Kelly was condemned for fatally shooting 22-month-old Devin Morgan in a May 1984 spree that also took the lives of his parents, Jerry and Brenda Morgan. Their bodies were found at their home in Gregg County, northwest of Longview and about 100 miles east of Dallas.
Kelly, the former owner of a Tyler truck repair shop, became the 10th Texas prisoner executed this year and the first of a dozen scheduled to die over the next six weeks. Another execution is set for Thursday evening.
His lethal injection was carried out about two hours after the U.S. Supreme Court refused to stop it, denying a last-day appeal.
Kelly said in an interview last week that he didn't want a reprieve and was looking forward to "go home to God."
"I have friends and family who are sad, but I am happy," he said. "I'm not going to die.

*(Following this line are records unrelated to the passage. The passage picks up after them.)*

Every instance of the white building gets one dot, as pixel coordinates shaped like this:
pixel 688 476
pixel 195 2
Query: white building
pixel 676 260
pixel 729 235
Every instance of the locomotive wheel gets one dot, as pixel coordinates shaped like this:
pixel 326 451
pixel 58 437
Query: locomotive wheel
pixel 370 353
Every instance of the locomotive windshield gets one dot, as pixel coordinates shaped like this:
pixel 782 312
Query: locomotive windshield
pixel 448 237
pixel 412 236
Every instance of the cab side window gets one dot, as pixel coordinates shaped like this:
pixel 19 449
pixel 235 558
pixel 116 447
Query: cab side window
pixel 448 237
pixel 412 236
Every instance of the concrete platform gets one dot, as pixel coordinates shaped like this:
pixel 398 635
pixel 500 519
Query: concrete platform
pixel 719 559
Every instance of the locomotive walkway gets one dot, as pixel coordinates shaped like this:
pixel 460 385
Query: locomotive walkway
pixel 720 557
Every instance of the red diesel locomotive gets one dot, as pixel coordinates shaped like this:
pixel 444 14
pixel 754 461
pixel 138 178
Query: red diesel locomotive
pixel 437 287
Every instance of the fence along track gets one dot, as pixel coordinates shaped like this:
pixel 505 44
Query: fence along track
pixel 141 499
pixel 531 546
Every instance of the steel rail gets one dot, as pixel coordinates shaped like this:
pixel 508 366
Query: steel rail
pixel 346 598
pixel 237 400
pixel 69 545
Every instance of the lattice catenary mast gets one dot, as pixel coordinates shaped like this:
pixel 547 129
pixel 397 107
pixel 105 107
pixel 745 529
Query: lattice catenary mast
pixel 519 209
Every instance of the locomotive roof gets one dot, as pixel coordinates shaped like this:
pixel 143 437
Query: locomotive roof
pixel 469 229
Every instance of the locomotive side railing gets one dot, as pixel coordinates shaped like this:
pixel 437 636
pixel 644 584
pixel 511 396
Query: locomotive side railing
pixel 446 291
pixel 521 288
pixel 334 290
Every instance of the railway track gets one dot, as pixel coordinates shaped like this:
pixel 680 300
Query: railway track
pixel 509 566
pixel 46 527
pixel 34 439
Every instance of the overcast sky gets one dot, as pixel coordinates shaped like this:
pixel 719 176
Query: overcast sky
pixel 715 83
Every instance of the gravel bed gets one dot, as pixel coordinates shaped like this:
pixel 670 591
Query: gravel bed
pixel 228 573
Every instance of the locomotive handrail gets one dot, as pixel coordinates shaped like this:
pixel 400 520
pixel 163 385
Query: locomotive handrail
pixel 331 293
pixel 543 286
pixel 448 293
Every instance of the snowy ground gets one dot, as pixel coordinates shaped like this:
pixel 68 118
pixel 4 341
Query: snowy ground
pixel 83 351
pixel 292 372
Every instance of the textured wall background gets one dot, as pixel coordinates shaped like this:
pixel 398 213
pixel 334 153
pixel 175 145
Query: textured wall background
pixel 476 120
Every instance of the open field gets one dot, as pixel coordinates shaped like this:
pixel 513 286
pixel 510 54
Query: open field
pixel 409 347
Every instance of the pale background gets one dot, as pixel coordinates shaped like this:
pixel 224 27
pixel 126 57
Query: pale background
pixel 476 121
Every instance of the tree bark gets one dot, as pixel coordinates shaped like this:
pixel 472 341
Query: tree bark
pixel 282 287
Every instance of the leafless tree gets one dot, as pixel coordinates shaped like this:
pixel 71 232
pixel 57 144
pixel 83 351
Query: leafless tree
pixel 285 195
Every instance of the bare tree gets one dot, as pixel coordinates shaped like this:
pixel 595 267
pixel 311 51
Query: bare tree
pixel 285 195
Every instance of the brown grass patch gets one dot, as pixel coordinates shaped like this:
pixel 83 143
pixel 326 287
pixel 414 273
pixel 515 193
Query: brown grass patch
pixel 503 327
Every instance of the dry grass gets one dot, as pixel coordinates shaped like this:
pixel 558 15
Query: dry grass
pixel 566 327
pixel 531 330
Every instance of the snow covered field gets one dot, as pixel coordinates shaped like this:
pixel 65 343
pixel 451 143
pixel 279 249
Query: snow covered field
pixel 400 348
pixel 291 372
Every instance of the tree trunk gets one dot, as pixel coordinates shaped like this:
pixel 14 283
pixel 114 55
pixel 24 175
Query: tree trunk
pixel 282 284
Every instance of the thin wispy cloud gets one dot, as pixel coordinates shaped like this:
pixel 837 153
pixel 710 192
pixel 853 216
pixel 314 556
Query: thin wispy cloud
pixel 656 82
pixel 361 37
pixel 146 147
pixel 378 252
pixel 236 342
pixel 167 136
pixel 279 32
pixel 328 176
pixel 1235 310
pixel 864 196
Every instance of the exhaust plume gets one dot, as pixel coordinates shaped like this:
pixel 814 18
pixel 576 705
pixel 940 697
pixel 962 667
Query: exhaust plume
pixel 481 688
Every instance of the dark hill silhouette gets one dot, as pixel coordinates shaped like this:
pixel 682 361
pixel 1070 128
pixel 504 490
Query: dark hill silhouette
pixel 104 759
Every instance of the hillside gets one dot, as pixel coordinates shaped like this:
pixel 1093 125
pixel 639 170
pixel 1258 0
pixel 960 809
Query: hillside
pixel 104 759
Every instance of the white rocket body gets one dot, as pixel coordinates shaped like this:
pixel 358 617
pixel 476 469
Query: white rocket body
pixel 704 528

I have eternal life."
Kelly already was serving a 30-year prison term for murder when he was convicted of the child's death and sent to death row.
From the death chamber, he acknowledged the other slaying.
"I ask for forgiveness because I do stand guilty for my involvement for that," he said just before singing a song praising God. He was still singing as the lethal drugs took effect.
Twelve minutes later, he was pronounced dead.
The Morgan murders went unsolved for six years until a man in Michigan told authorities that his former wife, who also had been married to Kelly, had information about the case.
Prosecutors said his ex-wife never felt she could come forward because she feared Kelly, who turned to drug dealing and manufacturing after his truck repair business failed because of his drug addiction.
By then, Kelly said he had found religion in the Gregg County Jail, where he was being held on a drug charge and then was implicated in the aggravated sexual assault of two fellow inmates. He said he turned down several plea deals in the triple slaying case, saying that accepting the offers would force him to lie.
"If I was guilty, I would plead guilty," he said from death row. "But I can't stand before God on a lie."
Relatives of the slain family declined to speak with reporters in Huntsville Tuesday evening.
Lori Kubecka, who was 10 when her aunt, uncle and nephew were killed and was among the people watching Kelly die, told the Longview News-Journal before the execution that the shootings left her traumatized.
"To this day, I still cannot stay by myself overnight," she said. "Even though he's behind bars, you still have this thought in the back of your mind that if this man could do it, anyone could come into my home and kill my family."
At Kelly's trial, prosecutors told jurors Jerry and Brenda Morgan had been city marshal reserve officers and they believed Kelly thought they were providing information about him to authorities.
Scheduled to die on Thursday is Kevin Watts, 27, convicted of the execution-style shootings of three people during a robbery at a San Antonio restaurant in 2002.